Le conseiller Gilles Carpentier pilote le comité d'analyse du budget de la Ville de Gatineau.

Les défis «paramétriques» de Gatineau

ANALYSE / Bien des trucs ont changé à Gatineau, cette semaine. Des concepts dont se servaient les politiciens depuis des années pour faire avaler des décisions impopulaires à la population sont sur le point d’être largués. Comme ça, le temps d’un rapport.

Jusqu’à cette semaine, imposer une augmentation de la taxe générale en deçà du taux d’inflation relevait presque de l’hérésie, au mieux de l’irresponsabilité. Le maire Maxime Pedneaud-Jobin a réussi à gagner deux élections en tenant un tel discours, même s’il n’avait rien d’attrayant à première vue pour les contribuables.

Ce grand principe qui était présenté comme de la prudence et de la saine gestion pourrait être balayé sous le tapis dès l’étude du budget 2019 qui aura lieu dans quelques semaines.  

Ajouter des millions de dollars sur la dette n’était acceptable que si l’emprunt permettait à la Ville de soutirer d’autres millions de dollars en subventions aux gouvernements supérieurs. C’était la politique en place depuis longtemps, si bien que cette année, les Gatinois ont payé comptant 68 % des travaux d’entretien de leurs infrastructures. Ça nécessitait un effort particulier de la part des contribuables, mais les élus les réconfortaient en leur disant que c’était par souci d’équité pour les futures générations de payeurs de taxes.

Le maire de Gatineau, Maxime Pedneaud-Jobin

Les générations futures devront vraisemblablement céder un peu de terrain aux contribuables d’aujourd’hui. Fort des recommandations du comité de l’analyse approfondie du budget, le conseil pourrait être tenté, dès 2019, de ne percevoir que la moitié de la taxe dédiée aux infrastructures de 1 % dans les poches des contribuables. L’autre moitié, pour les trois prochaines années, serait empruntée. Une telle manœuvre aurait été impensable il y a un an.

Virage fiscal 

Il s’agit là de deux importants virages fiscaux proposés par le comité d’analyse du budget piloté par le conseiller Gilles Carpentier. 

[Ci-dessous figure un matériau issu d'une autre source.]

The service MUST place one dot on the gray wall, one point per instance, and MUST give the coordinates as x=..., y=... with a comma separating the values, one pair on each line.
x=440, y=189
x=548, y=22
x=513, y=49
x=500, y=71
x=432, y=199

L’ancien sous-ministre adjoint au Conseil du Trésor n’a d’ailleurs pas lésiné sur les termes techniques pour asseoir la crédibilité de son document. Ainsi, la révision de « politiques internes de type paramétriques » est devenue nécessaire à Gatineau, tout comme l’adoption de « nouveaux paradigmes ».

Si ces termes savants n’ont aucune réelle signification pour le commun des mortels, ils résonnent toutefois bien clairement au sein de l’équipe de hauts gestionnaires de la Ville de Gatineau. 

En gros, ça veut dire que le plan financier long terme qui encadre les décisions fiscales du conseil et de l’administration depuis maintenant sept ans est mis sur pause. Si les élus adoptent les recommandations du comité spécial de M. Carpentier, les contribuables pourront apprécier une hausse de taxes moins élevée que prévu. Le rapport recommande une hausse de 2,1 % pour les trois prochaines années.

Et l’amélioration des services ?

Il sera intéressant de voir comment ces recommandations pourront s’arrimer avec le cadre financier retenu par le conseil municipal lors de l’adoption du programme du conseil, il y a tout juste quelques mois. Fortement inspiré du programme d’Action Gatineau, le programme du conseil prévoit une hausse de taxe de 2,5 % pour les années 2019-2020 et 2021, ce qui est légèrement supérieur aux recommandations du comité d’analyse approfondie du budget, mais qui représente plusieurs millions de dollars de revenus sur trois ans.

Le présent mandat doit en être un d’amélioration des services à la personne. Il s’agissait du thème central de la campagne électorale du maire Pedneaud-Jobin. 

Or, les recommandations du comité de M. Carpentier sont basées sur une offre de services constante pour les trois prochaines années, sans amélioration et sans coupure. Le rapport est clair à cet effet. Chaque augmentation du niveau de service devra venir avec une hausse de taxes.

M. Carpentier prévient que l’espace fiscal dégagé par une série de mesures de diversification des revenus devra d’abord servir à mettre fin au sous-financement en matière de ressources humaines. Gatineau fait face à une pénurie de main-d’œuvre criante. Elle doit y remédier d’urgence, faute de quoi, ce n’est pas d’amélioration de services dont il sera question, mais de la capacité même à les maintenir. Cela nécessitera des investissements et fera probablement croître la masse salariale de la Ville qui représente déjà 46,8 % du budget. 

À cela doivent s’ajouter des investissements importants pour permettre à la Ville de Gatineau d’amorcer un véritable virage vers une organisation dite « intelligente ». 

Il y aura beaucoup de « paramétrie » à faire d’ici l’adoption du budget pour que tous ces paradigmes puissent s’arrimer.